Sunday, 17 Oct 2021
Temukan Kami di :
Politik

BANTENG PADU CELENG

Indah Pratiwi - 14/10/2021 21:30 Ditulis Oleh : Iyyas Subiakto

FOKUS : PDIP

Dalam kazanah binatang ada yg namanya Babi Rusa, tapi gak ada Babi Banteng.Dalam merk dagang banyak binatang dipakai sebagai brand, Buaya, Kerbau, Ayam, dst.

Dalam lambang negara Indonesia memakai lambang Garuda. Dalam lambang partai, Gerindra memakai gambar kepala Garuda, PDIP pakai logo kepala Banteng.

Dan hebatnya logo kepala Banteng dan kepala Garuda ini pula yg menjadi partai pemenang pemilu yll. Sementara yg berlogo, lain pada mapan dibawahnya.

Logo adalah simbol dan identitas utk membentuk awareness, disana ada intengible value yg nilainya bisa diukur atas dasar kesetiaan konsumennya.

Kalau brand commercial ada nilai yg bisa di hitung, seperti Coca-Cola nilainya 18.000 T, Indomie 800 T, dst. Kalau partai mungkin dgn perolehan suara.

PDIP pada pemilu 2019 meraup 27,3 juta suara atau 19,3% dan Gerindra meraup 18 juta suara atau 12,7%. Logo kepala banteng dan Garuda ini lebih kuat dari logo PKB yg memakai lambang NU atau logo PAN yg memakai lambang MU.

Andai saja logo ormas agama diatas lebih kuat tertancap dibenak masyarakat harusnya PKB lah pemenang pemilu sepanjang masa, karena anggota NU tercatat +/- 60 juta, belum lagi yg berafiliasi. Tapi kenapa logo kepala binatang yg menang jauh dari perolehan PKB yg hanya meraih 13,7 juta suara atau 9,4%.

Dalam kaidah per merkan logo harus diberi nutrisi, tidak bisa dibiarkan berjalan sendiri. Dalam partai mungkin sosok yg hadir yg menguatkan, dan tematik kampanye yg menentukan.

PDIP harus mengakui bahwa kehadiran Jokowi mengkontribusi perolehan suara karena image yg ditimbulkan oleh sosok ini luar biasa, sementara Megawati hanya menjadi lambang pemilik saja sebagai partai dinasti. Kalau di internal PDIP pastilah Mega sangat dihargai, tapi bagi pasar, tidak sama melihatnya, masyarakat melihat benefitnya.

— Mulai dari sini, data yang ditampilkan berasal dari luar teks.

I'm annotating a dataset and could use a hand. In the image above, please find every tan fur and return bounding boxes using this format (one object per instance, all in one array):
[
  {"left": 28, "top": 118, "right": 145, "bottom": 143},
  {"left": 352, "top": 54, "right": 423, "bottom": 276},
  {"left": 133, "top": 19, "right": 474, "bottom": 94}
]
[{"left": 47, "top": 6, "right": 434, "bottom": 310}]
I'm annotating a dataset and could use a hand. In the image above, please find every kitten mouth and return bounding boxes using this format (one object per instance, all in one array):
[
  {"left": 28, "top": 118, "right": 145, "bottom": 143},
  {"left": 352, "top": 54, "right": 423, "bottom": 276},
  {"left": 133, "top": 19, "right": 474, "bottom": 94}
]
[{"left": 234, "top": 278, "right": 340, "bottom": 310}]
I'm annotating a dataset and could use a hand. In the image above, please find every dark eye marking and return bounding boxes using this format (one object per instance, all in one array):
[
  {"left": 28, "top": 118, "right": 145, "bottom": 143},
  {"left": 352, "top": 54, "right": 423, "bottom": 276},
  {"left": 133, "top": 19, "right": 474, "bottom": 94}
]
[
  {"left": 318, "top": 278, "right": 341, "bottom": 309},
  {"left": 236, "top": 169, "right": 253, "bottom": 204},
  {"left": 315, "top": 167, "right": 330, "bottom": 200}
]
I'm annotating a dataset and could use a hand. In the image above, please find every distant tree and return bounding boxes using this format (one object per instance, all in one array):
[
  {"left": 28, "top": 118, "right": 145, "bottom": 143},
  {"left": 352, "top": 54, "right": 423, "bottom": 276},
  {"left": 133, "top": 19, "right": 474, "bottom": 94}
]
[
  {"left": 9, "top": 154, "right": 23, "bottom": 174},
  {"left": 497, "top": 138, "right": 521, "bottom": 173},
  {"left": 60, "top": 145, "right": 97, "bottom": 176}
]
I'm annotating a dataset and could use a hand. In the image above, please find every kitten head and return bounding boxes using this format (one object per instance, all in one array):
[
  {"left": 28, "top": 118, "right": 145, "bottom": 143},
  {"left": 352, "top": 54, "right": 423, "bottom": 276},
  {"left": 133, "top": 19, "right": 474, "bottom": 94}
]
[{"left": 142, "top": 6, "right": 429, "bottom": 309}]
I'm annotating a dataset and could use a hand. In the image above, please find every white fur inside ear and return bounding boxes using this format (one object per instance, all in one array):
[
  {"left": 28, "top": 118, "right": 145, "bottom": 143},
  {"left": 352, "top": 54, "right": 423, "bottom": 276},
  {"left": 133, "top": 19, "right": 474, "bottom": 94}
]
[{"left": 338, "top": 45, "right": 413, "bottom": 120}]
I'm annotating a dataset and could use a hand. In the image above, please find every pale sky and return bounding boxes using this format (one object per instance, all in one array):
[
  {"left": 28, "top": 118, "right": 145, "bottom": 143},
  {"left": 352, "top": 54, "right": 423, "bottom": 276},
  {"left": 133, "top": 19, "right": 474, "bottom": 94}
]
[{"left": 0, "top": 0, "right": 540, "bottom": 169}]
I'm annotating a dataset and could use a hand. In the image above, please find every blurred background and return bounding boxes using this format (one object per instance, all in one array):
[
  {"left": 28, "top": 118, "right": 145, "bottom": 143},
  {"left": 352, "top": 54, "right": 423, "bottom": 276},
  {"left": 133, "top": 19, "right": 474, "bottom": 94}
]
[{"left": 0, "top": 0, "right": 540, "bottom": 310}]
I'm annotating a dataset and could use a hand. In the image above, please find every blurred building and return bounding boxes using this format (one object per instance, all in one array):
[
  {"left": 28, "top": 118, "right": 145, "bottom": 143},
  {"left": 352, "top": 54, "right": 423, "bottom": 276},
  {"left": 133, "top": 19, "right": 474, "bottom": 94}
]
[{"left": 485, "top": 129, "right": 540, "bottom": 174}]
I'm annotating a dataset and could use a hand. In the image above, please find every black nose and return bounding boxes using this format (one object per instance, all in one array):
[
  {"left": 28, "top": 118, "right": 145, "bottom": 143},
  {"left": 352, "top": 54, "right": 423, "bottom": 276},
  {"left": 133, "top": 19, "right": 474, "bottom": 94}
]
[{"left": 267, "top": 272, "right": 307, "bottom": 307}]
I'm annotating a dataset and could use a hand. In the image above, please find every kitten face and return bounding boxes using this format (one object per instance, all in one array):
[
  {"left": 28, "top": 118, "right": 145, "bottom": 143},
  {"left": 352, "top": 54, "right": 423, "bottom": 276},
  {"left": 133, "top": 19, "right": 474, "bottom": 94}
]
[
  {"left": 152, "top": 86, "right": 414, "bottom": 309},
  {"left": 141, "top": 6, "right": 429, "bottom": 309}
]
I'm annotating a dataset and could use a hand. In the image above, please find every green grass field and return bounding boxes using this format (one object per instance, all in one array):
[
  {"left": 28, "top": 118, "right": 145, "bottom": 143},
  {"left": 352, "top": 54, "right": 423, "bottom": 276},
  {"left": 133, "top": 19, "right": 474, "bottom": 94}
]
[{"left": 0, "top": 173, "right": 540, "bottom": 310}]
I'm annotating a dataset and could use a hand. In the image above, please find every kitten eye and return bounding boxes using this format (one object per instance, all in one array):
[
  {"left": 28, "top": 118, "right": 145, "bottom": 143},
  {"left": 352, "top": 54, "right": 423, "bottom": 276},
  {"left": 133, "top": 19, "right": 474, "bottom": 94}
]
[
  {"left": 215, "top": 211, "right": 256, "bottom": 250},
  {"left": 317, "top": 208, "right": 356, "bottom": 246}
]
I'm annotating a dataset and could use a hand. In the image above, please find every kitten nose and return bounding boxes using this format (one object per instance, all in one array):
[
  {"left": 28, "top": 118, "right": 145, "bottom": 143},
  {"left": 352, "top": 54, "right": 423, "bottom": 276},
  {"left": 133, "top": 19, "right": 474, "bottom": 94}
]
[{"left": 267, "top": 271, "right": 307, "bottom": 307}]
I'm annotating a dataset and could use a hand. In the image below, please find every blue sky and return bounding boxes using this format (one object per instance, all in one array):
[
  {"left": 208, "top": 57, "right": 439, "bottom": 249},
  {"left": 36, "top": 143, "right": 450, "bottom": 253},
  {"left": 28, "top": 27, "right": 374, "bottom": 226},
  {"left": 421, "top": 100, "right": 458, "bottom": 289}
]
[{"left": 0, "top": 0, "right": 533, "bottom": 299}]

Perseteruan Banteng vs Celeng di Jateng sangat tidak menguntungkan PDIP kalau dibiarkan berkembang, bisa-bisa ada partai Celeng Perjuangan beneran. Percekcokan murahan ini kan karena dipicu antara kepentingan Puan yg akan di jagokan, dan Ganjar yg leading duluan.

Kenapa image Puan tidak kuat, dan Ganjar lebih kuat. Survey walau tidak selalu benar adalah ukuran sementara yg ada. Masalahnya Puan anak Mega, Ganjar hanya anggota partai yg setiap saat bisa digergaji. Tapi apa PDIP berani mati.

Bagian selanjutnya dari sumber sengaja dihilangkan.